Ethiopian-Israeli activist

Ashager Araro (אשגר ערו; born 1991) is an Ethiopian-Israeli activist.

== Early life and education ==
Araro was born while her parents were traveling from their home in Gondar via the Ethiopian capital Addis Ababa to Israel as part of Operation Solomon. She was raised in Yavne. During the Second Intifada, Araro's parents often refused to let her leave the house due to fear for her safety.

While growing up in Israel, Araro experienced racism as an Ethiopian Jew. For example, she was placed in a remedial English class that only had other Ethiopian students; she later recounted: "the only characteristic that determined if you ended up in the remedial class was your ethnicity".

Araro studied government, diplomacy, and strategy at the IDC Herzliya.

== Career ==
Araro served in the Israeli Defense Forces (IDF) as a Lieutenant in the Paratroopers Reconnaissance Unit. She has said that she learned to speak up for herself while serving in a unit dominated by men. As part of her service, she was also an ambassador for Stand With Us.

She has since worked as a captain in the reserves of the IDF.

== Activism ==
Araro identifies as both a feminist and a Zionist. She has spoken in favor of a two-state solution and warned against the demonization of Palestinians or Israelis.

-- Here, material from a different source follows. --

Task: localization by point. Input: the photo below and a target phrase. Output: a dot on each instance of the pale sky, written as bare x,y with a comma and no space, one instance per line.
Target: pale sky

In 2021, Araro released a video as part of the "My Zionism" campaign in which she critiqued the idea of Zionism as "white imperialism" and spoke about the history of Ethiopian Jews in Israel. United with Israel praised the video as bringing attention to ethnic minorities in Israel, while Al Jazeera criticized the video as a PR stunt meant to deflect attention away from human rights abuses perpetuated by the Israeli government.

Araro has also spoken out about racism and police brutality against Ethiopian Jews in Israeli society. She has stated: "I live in a majority Jewish country, but my Jewish identity doesn't shield me from racism. [...] The fight against racism and anti-Semitism is ongoing; we need to fight both battles."

In early 2020, Araro opened Battae, a cultural center in Tel Aviv dedicated to Ethiopian-Israeli culture. Later that year, Araro was named one of the top 40 global advocates for Israel online by Jewish News Syndicate. In 2022, she was one of Future of Jewish's 39 People Making Waves Across the Jewish World. The Jewish Press has called her "Israel's Secret Weapon Against Woke Antisemitism". The Jerusalem Post named her one of 25 “Young ViZionaries” in 2024.

== Personal life ==
As of 2021, Araro lived in Tel Aviv with her sister.